A couple of people have mentioned sag. I don't think this circuit can sag in the traditional tube amp sense. That type of sag is the result of a the amp drawing more current when signal is present, causing the power supply voltage to drop when a loud note is played. In this circuit, the inverters might draw more current on the positive or negative portion of the input cycle, but will draw less current on the opposite portion of the signal for no overall change to the supply voltage over the duration of the signal. The loaded power supply might cause some asymmetry, but it won't be sag as tube amp guys describe it.
"Electrons go where I tell them to go." - wavley

anotherjim

I'm still thinking "reactive load".
Draw it differently. Connect pin2 directly to C9. Draw another connection to the side to inverter f pins 14 & 15. Same circuit, just looks different.
Now, look at the inverter f in isolation. What does connecting output to input do with an unbuffered complementary pair? It self biases to Vcc/2. Doesn't matter if the feedback is a wire or a 20Megohm resistor, that's what it'll do.

Because it's an inverter, attempting to change the voltage level on pins 14/15 will cause the mosfets to oppose it. While it's doing the auto bias trick, both mosfets are conducting somewhat, and might have effective channel resistance maybe 300-500 ohm. Even fully on, these mosfets might only get down to 80-100ohm. So it isn't a "hard" correction to signal voltage and enough signal will get through. Other inverter "tube sound" schemes deliberately attenuate the signal on the way out to get back closer to direct guitar level - this one probably doesn't have to.

Anyway ,that's how my own knowledge and logic fathoms it. Could be wrong, but I think the last page of the prior thread was tending the same way (and I've only just read it to avoid bias!).


thehallofshields

I've been experimenting with this. Connecting it as shown in the schematic just seems to kill my signal.

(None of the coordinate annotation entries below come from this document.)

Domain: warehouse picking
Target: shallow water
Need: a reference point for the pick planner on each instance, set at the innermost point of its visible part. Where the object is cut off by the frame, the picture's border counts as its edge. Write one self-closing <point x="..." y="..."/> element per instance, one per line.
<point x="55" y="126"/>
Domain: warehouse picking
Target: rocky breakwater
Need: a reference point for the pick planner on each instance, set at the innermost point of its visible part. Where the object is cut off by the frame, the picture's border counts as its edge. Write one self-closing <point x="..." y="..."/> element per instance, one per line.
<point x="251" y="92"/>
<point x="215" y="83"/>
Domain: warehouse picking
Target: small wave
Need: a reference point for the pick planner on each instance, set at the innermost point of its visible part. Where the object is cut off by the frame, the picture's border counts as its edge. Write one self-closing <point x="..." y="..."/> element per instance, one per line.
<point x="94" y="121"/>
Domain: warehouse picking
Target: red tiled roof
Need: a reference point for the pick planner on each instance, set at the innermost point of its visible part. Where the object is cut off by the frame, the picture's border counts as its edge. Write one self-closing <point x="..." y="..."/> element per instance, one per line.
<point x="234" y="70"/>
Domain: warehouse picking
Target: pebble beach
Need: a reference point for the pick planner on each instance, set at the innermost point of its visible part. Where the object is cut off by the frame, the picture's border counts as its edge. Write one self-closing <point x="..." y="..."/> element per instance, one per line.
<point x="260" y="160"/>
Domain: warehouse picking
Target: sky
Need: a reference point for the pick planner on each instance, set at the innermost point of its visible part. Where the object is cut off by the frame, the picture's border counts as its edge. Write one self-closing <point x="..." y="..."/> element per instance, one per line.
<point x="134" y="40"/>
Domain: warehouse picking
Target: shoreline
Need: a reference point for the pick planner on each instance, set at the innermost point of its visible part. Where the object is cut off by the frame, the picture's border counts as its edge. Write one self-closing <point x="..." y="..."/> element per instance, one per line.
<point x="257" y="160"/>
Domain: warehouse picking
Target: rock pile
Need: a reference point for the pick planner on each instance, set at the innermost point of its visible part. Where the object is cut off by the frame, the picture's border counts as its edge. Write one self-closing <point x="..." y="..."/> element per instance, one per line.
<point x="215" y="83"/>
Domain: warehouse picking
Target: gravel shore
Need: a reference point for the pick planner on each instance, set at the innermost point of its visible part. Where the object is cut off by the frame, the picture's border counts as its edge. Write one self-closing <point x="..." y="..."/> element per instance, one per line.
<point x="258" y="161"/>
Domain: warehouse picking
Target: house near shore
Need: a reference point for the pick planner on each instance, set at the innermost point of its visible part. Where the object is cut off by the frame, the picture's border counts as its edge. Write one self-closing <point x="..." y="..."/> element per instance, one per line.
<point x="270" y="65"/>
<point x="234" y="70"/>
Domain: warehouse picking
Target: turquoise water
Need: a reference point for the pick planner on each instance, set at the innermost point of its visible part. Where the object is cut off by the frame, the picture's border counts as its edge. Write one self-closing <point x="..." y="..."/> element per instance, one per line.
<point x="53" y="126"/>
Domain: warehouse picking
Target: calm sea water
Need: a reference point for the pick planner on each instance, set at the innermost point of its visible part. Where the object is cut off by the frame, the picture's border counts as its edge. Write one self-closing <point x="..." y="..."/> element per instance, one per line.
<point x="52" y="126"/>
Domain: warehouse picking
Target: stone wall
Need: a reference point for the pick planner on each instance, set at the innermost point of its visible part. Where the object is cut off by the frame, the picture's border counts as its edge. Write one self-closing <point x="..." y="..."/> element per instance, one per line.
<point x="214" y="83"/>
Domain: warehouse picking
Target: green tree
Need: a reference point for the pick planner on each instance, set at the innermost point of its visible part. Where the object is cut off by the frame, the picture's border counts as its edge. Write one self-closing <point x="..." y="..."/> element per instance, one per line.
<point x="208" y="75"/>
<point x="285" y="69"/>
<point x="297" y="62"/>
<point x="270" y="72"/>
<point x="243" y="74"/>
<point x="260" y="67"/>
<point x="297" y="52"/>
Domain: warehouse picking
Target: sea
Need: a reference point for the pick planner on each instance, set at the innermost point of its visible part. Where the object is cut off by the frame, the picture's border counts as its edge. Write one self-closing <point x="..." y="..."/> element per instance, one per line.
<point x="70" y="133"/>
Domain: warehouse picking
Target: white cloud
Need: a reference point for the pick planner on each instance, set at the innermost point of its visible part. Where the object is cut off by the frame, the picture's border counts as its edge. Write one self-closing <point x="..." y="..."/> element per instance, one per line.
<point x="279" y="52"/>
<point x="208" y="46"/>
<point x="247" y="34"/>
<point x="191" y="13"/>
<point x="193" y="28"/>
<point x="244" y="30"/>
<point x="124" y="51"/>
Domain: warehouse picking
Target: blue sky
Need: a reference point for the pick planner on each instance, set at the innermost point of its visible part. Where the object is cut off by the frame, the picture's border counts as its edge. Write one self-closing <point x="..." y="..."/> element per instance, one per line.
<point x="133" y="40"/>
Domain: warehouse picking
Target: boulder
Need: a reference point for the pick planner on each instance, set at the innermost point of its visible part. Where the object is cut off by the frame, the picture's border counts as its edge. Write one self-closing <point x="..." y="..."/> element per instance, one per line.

However, when I add some series resistance between the shorted Inverter and the Output of the second-stage (1k-50k is the useful range) it drops the Volume, and loads the signal in a way that removes some bassy saturation. It reminds me of switching from 'California' to 'British' on the GT2 if that is familiar to anyone.


anotherjim

"Connecting it as shown in the schematic just seems to kill my signal."....
In my theory, that's just what it ought to do, given it was a perfect inverter with zero output impedance -  it should attempt to clamp the signal at Vcc/2. They aren't perfect though so it shouldn't be a complete clamp-up. But, IIRC, some brands of 4000 series have mosfets with lower Ron than others - so could it be a brand difference?
Is the chip getting unusually hot or pulling the supply pin1 voltage really low?



thehallofshields

 Yes. This is what it was doing. The signal wasn't completely killed; about 95% attenuation.
Pin 1 was pretty low. 1k series Resistor was was dropping 9.4V (1Spot) to about 5.8V.
I kept checking for Heat. Didn't feel anything.

Adding a 1k-50k Resistor between the Shorted Inverter and the signal creates some nice cleanup. A little less saturated, a little less fizzy, a little more transparent.
But I can't say whether or not the CMOS Inverter creates a unique loading characteristic. Maybe a R-C Load could accomplish the same result more efficiently. - I just don't know.

Is there anything you guys would like me to test while I have this bread-boarded?